The statement is, however, predicated on the idea that the Ayatollah Khamene'i is in fact in charge and has made the statements declaring that Ahmadinejad did win the election with an unlikely 66% of the vote. That may be in question. Laura Rozen is doing great reporting as this item from her blog War and Piece demonstrates:
One man who worked in the Ministry of Interior, which carried out the vote count, said the government had been preparing its fraud for weeks, purging anyone of doubtful loyalty and importing pliable staff members from around the country.This suggests that the takeover by Amahdinejad has been long planned and carefully prepared for. It has been suggested that what we are watching is a coup by the military, Intelligence Services and the Revolutionary Guard (from which Ahmadinejad came) and it is aimed a usurping the power of the Ayatollahs.
“They didn’t rig the vote,” claimed this man, who showed his ministry identification card but pleaded not to be named. “They didn’t even look at the vote. They just wrote the name and put the number in front of it.”
Since someone on radio said that the Ayatollah did not give his announcement that Ahmadinejad won the election himself (issued two hours after the polls closed - remember that this was voted on paper ballots that had to be hand counted - there is reason to suspect it really is a coup by the military hardliners.

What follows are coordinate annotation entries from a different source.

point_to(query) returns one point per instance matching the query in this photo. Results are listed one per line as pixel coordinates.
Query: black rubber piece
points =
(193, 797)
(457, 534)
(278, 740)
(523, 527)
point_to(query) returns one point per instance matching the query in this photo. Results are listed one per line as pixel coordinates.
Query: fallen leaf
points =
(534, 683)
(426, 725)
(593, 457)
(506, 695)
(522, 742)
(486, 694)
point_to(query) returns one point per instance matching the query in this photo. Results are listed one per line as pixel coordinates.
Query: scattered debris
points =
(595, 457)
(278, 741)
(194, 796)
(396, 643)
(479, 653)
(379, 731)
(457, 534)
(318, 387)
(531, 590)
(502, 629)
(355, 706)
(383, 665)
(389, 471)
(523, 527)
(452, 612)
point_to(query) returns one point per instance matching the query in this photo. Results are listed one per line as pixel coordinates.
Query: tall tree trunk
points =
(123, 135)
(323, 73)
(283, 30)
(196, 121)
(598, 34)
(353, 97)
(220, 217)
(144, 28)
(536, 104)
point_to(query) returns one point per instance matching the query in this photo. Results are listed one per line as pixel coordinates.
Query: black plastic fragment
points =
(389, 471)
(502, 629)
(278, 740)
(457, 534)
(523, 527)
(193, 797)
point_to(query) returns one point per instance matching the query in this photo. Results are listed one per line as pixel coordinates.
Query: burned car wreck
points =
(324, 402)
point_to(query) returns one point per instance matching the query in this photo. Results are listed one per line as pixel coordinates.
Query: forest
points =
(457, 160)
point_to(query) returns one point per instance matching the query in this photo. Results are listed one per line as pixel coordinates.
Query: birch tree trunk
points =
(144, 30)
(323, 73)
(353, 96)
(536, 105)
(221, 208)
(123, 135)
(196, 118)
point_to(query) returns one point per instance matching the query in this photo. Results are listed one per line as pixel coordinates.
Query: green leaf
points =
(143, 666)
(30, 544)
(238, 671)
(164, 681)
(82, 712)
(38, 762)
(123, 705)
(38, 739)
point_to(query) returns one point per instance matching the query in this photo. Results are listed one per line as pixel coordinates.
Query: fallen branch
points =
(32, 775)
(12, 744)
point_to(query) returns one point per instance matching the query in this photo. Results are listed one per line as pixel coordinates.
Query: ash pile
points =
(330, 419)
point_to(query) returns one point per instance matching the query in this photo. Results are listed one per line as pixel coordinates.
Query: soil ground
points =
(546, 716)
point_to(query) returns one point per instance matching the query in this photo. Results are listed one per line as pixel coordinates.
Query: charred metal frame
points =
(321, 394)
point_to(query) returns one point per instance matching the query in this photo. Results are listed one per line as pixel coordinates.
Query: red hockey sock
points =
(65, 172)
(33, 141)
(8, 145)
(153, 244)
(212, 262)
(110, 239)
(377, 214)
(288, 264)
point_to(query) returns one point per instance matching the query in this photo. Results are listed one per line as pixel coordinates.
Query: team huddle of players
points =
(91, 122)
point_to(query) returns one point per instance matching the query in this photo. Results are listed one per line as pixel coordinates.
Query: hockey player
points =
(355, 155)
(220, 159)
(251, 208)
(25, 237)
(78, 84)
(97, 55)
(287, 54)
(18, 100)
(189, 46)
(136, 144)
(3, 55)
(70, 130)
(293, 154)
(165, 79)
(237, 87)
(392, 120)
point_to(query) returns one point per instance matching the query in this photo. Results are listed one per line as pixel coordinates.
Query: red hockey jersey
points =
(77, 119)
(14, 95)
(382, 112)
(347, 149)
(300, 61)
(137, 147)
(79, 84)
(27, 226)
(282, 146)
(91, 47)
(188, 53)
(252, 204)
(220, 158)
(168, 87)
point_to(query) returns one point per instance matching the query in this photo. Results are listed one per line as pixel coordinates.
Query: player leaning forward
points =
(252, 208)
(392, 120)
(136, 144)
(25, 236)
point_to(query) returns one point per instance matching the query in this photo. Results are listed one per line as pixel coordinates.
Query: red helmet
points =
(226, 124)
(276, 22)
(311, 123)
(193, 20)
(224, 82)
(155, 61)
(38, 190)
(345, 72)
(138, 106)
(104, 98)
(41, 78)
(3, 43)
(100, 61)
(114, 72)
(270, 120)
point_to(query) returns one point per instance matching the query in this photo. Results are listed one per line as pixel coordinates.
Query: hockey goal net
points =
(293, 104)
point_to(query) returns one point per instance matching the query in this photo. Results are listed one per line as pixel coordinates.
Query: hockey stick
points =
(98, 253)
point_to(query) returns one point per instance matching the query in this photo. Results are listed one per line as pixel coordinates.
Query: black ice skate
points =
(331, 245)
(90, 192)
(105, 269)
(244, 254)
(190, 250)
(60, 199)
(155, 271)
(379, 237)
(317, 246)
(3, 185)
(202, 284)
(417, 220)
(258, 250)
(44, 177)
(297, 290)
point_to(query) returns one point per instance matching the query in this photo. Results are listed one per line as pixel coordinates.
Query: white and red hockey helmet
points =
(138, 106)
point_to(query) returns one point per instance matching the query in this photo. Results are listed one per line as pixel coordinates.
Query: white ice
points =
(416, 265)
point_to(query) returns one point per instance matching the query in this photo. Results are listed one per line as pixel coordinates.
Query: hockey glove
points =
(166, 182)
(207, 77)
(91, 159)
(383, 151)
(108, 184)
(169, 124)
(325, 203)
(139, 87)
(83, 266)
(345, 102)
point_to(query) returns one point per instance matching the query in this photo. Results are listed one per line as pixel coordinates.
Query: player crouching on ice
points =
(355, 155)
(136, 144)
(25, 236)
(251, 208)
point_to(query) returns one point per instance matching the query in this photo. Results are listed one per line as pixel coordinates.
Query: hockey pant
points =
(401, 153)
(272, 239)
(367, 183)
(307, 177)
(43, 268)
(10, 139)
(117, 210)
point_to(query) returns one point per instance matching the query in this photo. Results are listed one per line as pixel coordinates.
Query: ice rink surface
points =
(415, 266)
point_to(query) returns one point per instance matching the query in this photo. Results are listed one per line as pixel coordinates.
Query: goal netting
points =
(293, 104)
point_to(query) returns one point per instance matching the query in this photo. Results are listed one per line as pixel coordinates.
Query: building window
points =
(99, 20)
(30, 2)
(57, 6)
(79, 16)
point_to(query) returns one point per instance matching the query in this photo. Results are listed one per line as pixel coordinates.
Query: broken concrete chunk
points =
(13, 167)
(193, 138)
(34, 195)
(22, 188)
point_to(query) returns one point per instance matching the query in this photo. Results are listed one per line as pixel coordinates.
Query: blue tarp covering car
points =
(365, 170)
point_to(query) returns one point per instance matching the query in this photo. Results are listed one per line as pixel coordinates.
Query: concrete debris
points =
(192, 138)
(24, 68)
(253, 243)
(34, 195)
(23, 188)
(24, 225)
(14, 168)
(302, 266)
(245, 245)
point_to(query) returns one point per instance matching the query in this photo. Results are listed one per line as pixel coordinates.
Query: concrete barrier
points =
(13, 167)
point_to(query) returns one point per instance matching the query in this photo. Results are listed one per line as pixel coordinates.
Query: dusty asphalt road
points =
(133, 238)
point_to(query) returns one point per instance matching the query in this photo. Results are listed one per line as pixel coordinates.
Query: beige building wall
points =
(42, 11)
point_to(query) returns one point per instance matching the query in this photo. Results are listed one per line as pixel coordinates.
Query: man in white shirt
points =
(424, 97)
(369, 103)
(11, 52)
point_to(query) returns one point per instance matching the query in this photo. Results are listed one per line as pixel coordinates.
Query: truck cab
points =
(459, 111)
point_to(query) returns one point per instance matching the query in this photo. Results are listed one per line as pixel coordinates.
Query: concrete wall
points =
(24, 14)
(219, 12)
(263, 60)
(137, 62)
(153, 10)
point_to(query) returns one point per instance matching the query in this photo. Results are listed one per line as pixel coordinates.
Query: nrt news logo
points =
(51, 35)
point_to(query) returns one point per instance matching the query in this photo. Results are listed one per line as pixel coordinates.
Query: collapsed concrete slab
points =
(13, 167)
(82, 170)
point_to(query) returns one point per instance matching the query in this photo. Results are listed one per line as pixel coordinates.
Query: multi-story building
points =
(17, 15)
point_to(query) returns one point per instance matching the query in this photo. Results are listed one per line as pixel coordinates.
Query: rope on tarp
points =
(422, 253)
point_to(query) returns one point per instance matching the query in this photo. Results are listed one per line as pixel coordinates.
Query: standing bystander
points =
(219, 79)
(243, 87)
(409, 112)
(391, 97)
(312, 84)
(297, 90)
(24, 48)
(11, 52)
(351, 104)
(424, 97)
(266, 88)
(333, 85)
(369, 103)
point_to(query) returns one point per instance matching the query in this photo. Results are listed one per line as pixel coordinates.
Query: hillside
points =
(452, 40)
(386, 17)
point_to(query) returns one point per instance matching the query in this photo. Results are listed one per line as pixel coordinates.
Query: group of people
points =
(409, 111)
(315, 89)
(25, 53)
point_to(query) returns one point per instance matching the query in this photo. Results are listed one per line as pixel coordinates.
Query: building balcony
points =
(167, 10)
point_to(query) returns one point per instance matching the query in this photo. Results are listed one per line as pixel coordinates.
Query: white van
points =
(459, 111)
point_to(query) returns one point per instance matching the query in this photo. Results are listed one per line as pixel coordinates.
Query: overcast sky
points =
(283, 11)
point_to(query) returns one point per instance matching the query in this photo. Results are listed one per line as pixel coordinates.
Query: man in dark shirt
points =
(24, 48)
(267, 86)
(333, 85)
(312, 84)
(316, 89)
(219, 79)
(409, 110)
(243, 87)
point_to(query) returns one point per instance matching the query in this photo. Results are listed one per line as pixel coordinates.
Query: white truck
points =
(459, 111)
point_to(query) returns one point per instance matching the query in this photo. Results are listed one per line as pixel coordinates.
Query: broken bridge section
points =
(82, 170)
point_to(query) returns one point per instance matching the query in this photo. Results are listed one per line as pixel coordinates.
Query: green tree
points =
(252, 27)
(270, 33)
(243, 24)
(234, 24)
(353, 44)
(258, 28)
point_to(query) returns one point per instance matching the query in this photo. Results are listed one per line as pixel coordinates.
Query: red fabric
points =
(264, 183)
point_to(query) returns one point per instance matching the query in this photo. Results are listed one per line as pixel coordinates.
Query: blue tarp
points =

Laura also reports what Gary Sick previously wrote:
In 1997, Iran’s hard line leadership was stunned by the landslide election of Mohammed Khatami, a reformer who promised to bring rule of law and a more human face to the harsh visage of the Iranian revolution. It took the authorities almost a year to recover their composure and to reassert their control through naked force and cynical manipulation of the constitution and legal system. The authorities did not, however, falsify the election results and even permitted a resounding reelection four years later. Instead, they preferred to prevent the president from implementing his reform program.Now I may just be a cynical old man, but that sounds a lot like this current situation is another battle in a long-running conflict between the government of Iran, kept in place by the hardliners with military force and the use of religious imagery. The two quotes I presented to begin this place rather strongly suggest that both the government and the reformers have been preparing for this election and both sides are quite well organized. The stuff we are seeing reported (badly by our media, incompetently by American TV "news" when it is not being ignored) is part of a longer deeper battle.
In 2005, when it appeared that no hard line conservative might survive the first round of the presidential election, there were credible reports of ballot manipulation to insure that Mr Ahmadinejad could run (and win) against former president Rafsanjani in the second round.
Finally, I believe it was Juan Cole who wrote that the deaths of protesters were going to cause more and greater protests. (Sorry - I can't find the link to his quote.) But what he said that the funeral processions would lead to more protests, as would the 40 days of mourning that followed the funerals. Then, any additional killings by the government troops will lead to a new round of funeral - protest - mourning - protest. So it could stretch out for a long period of time. And my own observation is that the Iranian military and police do not have good enough control on their troops to keep them from killing more protesters in the heat of the moment. That is classic peaceful protest such as was used by Gandhi against the British in India. And twitter is the protester's friend - as are the many other modern methods of communication going back to faxes as the Soviet dissidents used to use.
Overall I would guess that Iran is going to be in for a really long, hot summer.